Mais tout ceci n’implique pour le moment que des démonstrations technologiques, sans que cela ne soit véritablement opérationnel. Le principal levier reste le fait de ne pas créer trop de débris supplémentaires. Ce faisant, il faut édicter des règles communes à tous.
C’est ainsi qu’en 2007, l’IADC (comité international d’agences spatiales, ou Inter Agency Space Debris Coordination Committee, créé en 1993) a établi un recueil de principes dictant les règles de base pour l’exploration durable de l’espace. Mais ce document n’a rien de coercitif.
Pierre Omaly explique à Trust My Science que la France est le seul pays au monde à avoir des obligations concernant les opérateurs spatiaux, n’autorisant les missions que si les règles quant à la récupération et la destruction des engins spatiaux sont respectées, évitant la production inutile de débris spatiaux.
Solutions et adaptations face aux débris
Quand les débris suivis se trouvent sur la trajectoire de satellites ou d’engins spatiaux opérationnels, l’alerte est donnée, et les opérateurs manœuvrent pour éviter les collisions. Mais à mesure que le nombre d’alertes augmente, il deviendra impossible pour les opérateurs d’engins spatiaux d’y répondre manuellement, risquant alors des collisions tragiques.
L’ESA développe des systèmes automatisés qui utilisent l’intelligence artificielle et d’autres technologies pour aider les opérateurs à effectuer des « manœuvres d’évitement de collision » et à réduire le nombre de fausses alarmes. Le CNES emboite le pas, avec un projet de jeu vidéo immersif et participatif pour smartphone, dont le but est de rendre l’espace propre et durable.
Dans un premier temps, il servira à faire découvrir les enjeux liés aux débris spatiaux au public. Pierre Omaly a déclaré à Trust My Science que la seconde étape, pour ce jeu vidéo, serait le recueil de données quant aux stratégies mises en place par les joueurs pour éviter les débris spatiaux et d’en dégager des grandes tendances pour le Space Traffic Management.
Moriba Jah et Steve Wozniak, le cofondateur d’Apple, ont également mis au point une nouvelle application en ligne, Wayfinder. Lancée en mars 2022, elle permet de suivre en temps (quasi) réel la trajectoire des débris spatiaux.
Une note positive est que de nombreux corps de fusées lancées aujourd’hui pour livrer des satellites en orbite terrestre basse sont éliminés de manière durable. Certains sont brûlés par une « rentrée contrôlée » dans l’atmosphère terrestre, tandis que d’autres sont progressivement placés sur des orbites éloignées et se désintègrent naturellement en 25 ans. Sans compter la création d’engins spatiaux réutilisables comme les lanceurs de SpaceX.
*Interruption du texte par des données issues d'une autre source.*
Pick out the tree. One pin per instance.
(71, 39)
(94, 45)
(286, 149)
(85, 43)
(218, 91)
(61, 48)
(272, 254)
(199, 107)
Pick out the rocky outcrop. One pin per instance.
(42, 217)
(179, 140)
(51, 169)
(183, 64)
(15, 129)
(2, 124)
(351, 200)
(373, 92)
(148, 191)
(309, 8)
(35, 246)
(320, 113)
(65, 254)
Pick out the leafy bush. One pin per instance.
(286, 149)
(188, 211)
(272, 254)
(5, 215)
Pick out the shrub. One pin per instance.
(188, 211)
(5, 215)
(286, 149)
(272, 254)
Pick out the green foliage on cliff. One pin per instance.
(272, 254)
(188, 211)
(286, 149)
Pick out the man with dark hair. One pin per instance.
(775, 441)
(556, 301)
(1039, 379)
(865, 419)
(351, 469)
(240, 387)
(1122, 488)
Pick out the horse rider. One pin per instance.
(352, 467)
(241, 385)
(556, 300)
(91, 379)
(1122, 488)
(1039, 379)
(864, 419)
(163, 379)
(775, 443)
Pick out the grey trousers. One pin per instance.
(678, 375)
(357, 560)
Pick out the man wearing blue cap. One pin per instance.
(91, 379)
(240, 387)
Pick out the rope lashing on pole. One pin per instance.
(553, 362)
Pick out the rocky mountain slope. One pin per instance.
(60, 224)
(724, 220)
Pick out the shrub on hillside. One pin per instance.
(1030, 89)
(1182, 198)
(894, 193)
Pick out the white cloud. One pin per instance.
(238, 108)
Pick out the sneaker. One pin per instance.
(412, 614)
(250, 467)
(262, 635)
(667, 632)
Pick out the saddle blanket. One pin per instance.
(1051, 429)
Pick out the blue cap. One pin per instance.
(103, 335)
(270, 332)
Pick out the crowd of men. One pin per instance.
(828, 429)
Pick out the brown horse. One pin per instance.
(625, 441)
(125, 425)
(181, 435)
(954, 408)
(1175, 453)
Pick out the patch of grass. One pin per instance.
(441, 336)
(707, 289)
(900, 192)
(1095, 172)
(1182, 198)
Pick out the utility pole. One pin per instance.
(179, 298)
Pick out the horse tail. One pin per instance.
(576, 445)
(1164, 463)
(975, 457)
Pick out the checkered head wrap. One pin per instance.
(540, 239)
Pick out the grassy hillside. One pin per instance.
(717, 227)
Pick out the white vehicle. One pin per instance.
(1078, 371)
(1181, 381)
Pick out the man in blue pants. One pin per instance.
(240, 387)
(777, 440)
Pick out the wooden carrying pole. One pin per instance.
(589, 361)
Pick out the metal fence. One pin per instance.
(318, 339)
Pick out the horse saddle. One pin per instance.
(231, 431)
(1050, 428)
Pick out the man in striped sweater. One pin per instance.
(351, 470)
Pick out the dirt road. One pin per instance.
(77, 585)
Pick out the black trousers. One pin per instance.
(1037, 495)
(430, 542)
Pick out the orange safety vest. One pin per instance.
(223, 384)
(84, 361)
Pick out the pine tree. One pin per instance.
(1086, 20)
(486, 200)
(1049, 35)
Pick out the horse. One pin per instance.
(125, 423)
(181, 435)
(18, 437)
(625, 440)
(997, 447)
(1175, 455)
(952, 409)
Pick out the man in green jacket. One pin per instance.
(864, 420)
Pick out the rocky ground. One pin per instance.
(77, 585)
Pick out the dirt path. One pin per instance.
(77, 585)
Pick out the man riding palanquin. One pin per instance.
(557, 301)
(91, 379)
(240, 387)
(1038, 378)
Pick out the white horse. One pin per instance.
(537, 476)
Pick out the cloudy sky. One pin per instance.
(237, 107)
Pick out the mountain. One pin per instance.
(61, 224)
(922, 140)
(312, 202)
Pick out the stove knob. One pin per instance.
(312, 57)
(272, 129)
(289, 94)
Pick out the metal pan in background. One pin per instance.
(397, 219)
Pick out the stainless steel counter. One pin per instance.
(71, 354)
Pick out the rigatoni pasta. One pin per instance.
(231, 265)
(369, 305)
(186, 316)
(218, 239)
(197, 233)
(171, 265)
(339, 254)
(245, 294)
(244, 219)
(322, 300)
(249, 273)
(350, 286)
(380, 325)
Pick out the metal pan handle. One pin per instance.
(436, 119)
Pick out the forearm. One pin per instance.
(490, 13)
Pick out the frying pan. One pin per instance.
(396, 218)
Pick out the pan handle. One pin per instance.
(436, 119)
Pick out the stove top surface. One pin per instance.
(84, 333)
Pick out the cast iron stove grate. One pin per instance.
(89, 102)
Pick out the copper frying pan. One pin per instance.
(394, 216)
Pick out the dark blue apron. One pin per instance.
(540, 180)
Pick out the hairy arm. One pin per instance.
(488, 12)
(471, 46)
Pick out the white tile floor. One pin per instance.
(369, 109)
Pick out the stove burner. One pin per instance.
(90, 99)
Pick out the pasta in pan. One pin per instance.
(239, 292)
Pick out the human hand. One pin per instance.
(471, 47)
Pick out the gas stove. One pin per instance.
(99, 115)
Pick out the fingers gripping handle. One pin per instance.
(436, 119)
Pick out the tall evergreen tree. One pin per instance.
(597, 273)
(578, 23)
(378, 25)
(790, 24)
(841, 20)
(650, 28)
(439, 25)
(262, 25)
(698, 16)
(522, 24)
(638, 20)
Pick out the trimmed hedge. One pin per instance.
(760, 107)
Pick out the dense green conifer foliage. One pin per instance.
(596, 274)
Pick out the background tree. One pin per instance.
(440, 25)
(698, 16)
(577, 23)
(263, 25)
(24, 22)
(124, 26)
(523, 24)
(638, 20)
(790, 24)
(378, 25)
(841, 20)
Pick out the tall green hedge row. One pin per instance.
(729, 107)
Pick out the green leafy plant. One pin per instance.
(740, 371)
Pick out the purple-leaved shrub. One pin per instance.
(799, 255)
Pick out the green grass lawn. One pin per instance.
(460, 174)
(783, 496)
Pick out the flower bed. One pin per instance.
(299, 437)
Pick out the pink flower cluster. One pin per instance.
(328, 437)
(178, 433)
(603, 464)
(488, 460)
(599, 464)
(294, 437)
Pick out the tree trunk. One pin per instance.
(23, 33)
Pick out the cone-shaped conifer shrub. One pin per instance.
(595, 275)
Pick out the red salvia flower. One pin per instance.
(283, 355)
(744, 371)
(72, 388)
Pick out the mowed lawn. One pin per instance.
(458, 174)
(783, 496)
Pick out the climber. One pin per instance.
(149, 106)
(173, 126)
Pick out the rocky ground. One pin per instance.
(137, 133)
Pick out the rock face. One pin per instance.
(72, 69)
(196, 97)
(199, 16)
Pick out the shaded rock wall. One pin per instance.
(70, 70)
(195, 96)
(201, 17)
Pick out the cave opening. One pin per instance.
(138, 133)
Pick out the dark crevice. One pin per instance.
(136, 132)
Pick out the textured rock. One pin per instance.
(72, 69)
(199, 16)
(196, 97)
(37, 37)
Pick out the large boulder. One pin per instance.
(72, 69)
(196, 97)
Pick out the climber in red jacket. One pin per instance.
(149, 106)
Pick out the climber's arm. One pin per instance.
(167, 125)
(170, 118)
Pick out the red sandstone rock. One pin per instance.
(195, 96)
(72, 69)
Si la prise de conscience se fait à travers toutes les instituions spatiales et que les mesures prises le sont de manière globale et universelle pour les futurs missions et lancements, notre horizon pourrait s’éclaircir. Mais, il est clair et sans ambiguïté que l’avenir durable de l’exploration spatiale se joue dès à présent. La menace principale, du point de vue de la Terre et de l’espace, est l’avènement du syndrome de Kessler. Si les choses en arrivaient à ce point, l’avenir de l’exploration spatiale serait condamné, tout comme notre vie actuelle.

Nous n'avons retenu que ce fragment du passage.